Recalling her terrifying ordeal, she said: ‘I gave them all my symptoms and said, “I’ve already been diagnosed previously with the UTI, had the antibiotics and that hasn’t worked”.
‘I think if they had done a blood test, it would have alerted them to do more tests and they would have figured it out sooner.
‘If a GP had seen my records, you would think they would have said “Oh Ok, she’s been on this three times, just come and get your blood taken so we can do a bit more research” rather than just saying it’s a UTI again.’
She added: ‘If you are not getting any help from the GP and you’ve got some kind of unfamiliar pain, just request a blood test because then they’ll get serious.’
Ovarian cancer is the sixth most common cancer in the UK.
The disease kills around 11 women every day in Britain, on average, or 4,000 a year.
It also kills three times as many women in the US every year, figures show.
Ovarian cancer is a rare form of the disease that develops in the ovaries, the female organs that produce eggs. It is often called a ‘silent killer’, as symptoms don’t present until late stages of the disease.
After undergoing gruelling surgery to remove the cancerous cells and part of her intestine, Ms Siviter has now been robbed of the chance to have her own biological children and will likely have to use a stoma bag for the rest of her life. Pictured, with her partner Garin Hughes
It is often diagnosed late because symptoms are vague and can include indigestion, pelvic or abdominal pain, loss of appetite, constipation, and needing to urinate more often.
Around 93 per cent of women diagnosed live five years or more if it’s spotted at the earliest stage, compared with just 13 per cent diagnosed at stage four.
Stage three means the cancer has spread outside the pelvis into the abdominal cavity or to lymph nodes.
About a fifth of women with ovarian cancer are also diagnosed in A&E, often when it is too late for any treatment.
After the antibiotics Ms Siviter was prescribed in July failed to stem her sharp pains, she contacted a different online doctor service who gave her a second course of medication.
Ms Siviter opted to have a hysterectomy, a surgical procedure to remove the womb, and has also started chemotherapy
A third appointment in October with the same GP saw her offered a third prescription and she initially believed the antibiotics were working after the pain subsided.
But after discovering the lump, an ultrasound at Ysbyty Gwynedd Hospital in Bangor on New Year’s Eve uncovered the cyst on her ovary.
A CT scan also showed a 7cm cyst on her other ovary.
She opted to have a hysterectomy, a surgical procedure to remove the womb, and has also started chemotherapy.
‘Unfortunately they gave me a stoma because there was too much damage to my bowel,’ she said.
‘I don’t think it can be reversed because they took quite a large bit off.’
Ms Siviter, who lives with boyfriend Garin Hughes, 29, has since been forced to quit jobs at both a telecoms company and coffee house, due to poor health.
A GoFundMe page, set up by her sisters Aimee and Lydia-Jane has raised more than £3,500 to help towards her recovery and everyday living costs.
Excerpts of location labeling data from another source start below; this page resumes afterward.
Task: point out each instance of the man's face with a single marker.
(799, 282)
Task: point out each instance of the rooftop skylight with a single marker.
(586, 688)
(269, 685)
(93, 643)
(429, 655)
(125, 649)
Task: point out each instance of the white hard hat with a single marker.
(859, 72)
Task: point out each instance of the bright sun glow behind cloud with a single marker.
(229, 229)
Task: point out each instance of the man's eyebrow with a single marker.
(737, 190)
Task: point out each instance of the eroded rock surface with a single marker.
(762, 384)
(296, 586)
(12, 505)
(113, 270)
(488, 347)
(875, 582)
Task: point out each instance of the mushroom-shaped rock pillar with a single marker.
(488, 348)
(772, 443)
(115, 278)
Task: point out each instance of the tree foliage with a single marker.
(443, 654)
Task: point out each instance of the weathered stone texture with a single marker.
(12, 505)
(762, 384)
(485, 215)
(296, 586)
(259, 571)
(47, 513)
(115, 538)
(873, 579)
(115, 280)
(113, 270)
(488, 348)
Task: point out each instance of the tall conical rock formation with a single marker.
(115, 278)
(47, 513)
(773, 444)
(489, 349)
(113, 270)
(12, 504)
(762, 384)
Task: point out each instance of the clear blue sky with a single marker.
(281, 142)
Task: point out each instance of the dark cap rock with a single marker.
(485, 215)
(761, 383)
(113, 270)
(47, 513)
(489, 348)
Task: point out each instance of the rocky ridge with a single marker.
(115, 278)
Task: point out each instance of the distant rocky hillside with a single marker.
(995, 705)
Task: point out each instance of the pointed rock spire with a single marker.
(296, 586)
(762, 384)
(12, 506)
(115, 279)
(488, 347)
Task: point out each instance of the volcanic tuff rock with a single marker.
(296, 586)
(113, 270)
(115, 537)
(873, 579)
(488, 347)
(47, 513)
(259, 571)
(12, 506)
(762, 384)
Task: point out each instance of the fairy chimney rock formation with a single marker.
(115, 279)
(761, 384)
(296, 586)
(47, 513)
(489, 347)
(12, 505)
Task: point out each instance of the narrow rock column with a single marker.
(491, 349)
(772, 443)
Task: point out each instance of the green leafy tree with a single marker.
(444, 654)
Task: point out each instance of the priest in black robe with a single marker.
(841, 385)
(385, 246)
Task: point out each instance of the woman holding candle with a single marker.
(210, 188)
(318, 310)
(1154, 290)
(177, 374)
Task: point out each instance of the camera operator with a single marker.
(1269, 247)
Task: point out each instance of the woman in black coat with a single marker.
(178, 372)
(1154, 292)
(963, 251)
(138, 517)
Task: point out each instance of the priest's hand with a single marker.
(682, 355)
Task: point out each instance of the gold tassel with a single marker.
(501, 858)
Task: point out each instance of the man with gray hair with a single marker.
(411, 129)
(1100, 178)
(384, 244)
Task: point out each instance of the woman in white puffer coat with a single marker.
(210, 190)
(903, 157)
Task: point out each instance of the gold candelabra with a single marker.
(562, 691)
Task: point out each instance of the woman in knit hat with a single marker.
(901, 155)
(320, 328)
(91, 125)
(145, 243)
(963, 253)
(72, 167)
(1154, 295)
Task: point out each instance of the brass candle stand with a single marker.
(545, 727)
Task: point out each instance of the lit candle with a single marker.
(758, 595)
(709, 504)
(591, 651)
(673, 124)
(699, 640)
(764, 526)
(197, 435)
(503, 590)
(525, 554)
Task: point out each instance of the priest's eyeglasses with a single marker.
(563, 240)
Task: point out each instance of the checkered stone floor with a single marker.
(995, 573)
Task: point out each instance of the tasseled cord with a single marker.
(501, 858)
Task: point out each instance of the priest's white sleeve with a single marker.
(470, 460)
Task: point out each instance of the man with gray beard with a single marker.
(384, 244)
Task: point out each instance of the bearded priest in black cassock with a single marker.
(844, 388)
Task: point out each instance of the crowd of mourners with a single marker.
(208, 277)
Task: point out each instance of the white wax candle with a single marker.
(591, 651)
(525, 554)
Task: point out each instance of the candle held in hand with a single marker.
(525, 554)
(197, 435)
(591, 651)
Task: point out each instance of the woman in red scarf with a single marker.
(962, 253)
She said: ‘Thank you for all the support that I’ve been given.
‘It’s going to really help me move forward and adjust to this new life.
‘I’ve applied for universal credit but it takes so long for them to verify your illness so I’ve just been getting the standard allowance.’
Responding to Ms Siviter’s tale, a Welsh Government spokesperson said: ‘GP practices in Wales are required to offer a blended model of access that includes a mix of face-to-face and remote consultations that are appropriate to patient need.
‘We expect practices to follow professional guidance issued by the General Medical Council and Royal College of General Practitioners on the use of remote consultations in general practice.’